Asentí con la cabeza.


Nos quedamos un momento en silencio.


—Helena correrá las carreras que quedan.


—Ya lo imaginaba —me contestó Martin en el mismo bajo tono de voz.


—A ver cómo se lo toma. Pablo se lo ha llevado para decírselo. Le he prometido a Pablo que lo ayudaría con eso, por si Pedro reacciona mal.

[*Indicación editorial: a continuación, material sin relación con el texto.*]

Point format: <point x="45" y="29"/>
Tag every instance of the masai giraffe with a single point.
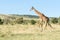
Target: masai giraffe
<point x="44" y="19"/>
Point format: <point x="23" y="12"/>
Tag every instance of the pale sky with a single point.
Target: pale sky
<point x="50" y="8"/>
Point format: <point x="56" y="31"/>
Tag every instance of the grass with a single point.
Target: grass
<point x="28" y="32"/>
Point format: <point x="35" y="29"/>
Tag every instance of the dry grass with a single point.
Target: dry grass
<point x="29" y="32"/>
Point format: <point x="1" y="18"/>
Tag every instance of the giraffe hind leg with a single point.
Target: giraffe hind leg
<point x="50" y="25"/>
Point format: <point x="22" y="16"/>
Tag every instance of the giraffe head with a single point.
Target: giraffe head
<point x="32" y="8"/>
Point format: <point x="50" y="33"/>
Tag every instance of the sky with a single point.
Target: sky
<point x="50" y="8"/>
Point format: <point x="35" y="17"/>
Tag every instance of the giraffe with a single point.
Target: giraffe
<point x="44" y="19"/>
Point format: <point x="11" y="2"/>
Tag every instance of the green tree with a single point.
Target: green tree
<point x="54" y="20"/>
<point x="33" y="21"/>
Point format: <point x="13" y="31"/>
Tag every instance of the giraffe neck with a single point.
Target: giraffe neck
<point x="37" y="12"/>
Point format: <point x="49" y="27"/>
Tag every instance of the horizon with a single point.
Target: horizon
<point x="50" y="8"/>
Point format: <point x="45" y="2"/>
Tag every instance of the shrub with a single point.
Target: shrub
<point x="19" y="20"/>
<point x="1" y="22"/>
<point x="54" y="20"/>
<point x="59" y="20"/>
<point x="33" y="21"/>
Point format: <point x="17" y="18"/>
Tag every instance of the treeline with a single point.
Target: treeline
<point x="19" y="19"/>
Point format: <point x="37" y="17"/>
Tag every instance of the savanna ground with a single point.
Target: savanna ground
<point x="28" y="32"/>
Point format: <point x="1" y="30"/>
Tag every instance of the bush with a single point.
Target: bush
<point x="1" y="22"/>
<point x="19" y="20"/>
<point x="54" y="20"/>
<point x="59" y="20"/>
<point x="33" y="21"/>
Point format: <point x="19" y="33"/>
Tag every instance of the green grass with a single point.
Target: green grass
<point x="29" y="32"/>
<point x="48" y="36"/>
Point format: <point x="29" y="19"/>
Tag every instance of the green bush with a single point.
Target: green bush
<point x="33" y="21"/>
<point x="19" y="20"/>
<point x="1" y="22"/>
<point x="54" y="20"/>
<point x="59" y="20"/>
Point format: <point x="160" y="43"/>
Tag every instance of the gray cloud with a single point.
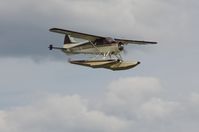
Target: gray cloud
<point x="75" y="113"/>
<point x="25" y="24"/>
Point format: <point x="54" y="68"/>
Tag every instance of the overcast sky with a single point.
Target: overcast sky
<point x="41" y="92"/>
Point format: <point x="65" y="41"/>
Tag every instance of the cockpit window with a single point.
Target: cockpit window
<point x="107" y="40"/>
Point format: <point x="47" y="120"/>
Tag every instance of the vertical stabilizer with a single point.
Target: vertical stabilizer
<point x="67" y="39"/>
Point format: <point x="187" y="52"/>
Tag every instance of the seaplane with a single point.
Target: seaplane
<point x="107" y="47"/>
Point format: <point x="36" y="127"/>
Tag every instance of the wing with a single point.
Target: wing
<point x="76" y="34"/>
<point x="125" y="41"/>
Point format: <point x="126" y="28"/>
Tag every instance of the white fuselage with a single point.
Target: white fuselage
<point x="87" y="48"/>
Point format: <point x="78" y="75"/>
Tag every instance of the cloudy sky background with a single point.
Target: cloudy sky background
<point x="40" y="91"/>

—No te preocupes, no estás sola en esto, también hablaré con él. No estás sola con él, quiero que lo sepas. Sé como es el padre de Pedro y sé como es Pedro cuando está con él. —Martin se detuvo—. Por eso me alegré tanto cuando apareciste en su vida. Creo que él es mucho más feliz ahora, contigo. Quizá no lo sepa, quizá todavía no se ha dado cuenta... pero está cambiando y creo que el cambio es para mejor. —Una de sus hermosas sonrisas intentó aflorar en sus labios—. Me iré de aquí un poco más tranquilo sabiendo que te tiene a su lado. Es un bastardo con suerte; espero que lo sepa.


—Sí, espero que sepa que tiene al mejor amigo que se pueda pedir.


Oímos pasos y nos dimos la vuelta para ver regresar a Pedro. Traía peor cara que cuando se fue siguiendo a Pablo.


—Mejor te lo llevas de aquí ahora.


Asentí con la cabeza.


—Nos vemos en Japón, Duendecillo.


Con dos besos y un abrazo, nos despedimos.


Pedro y Martin también compartieron un abrazo.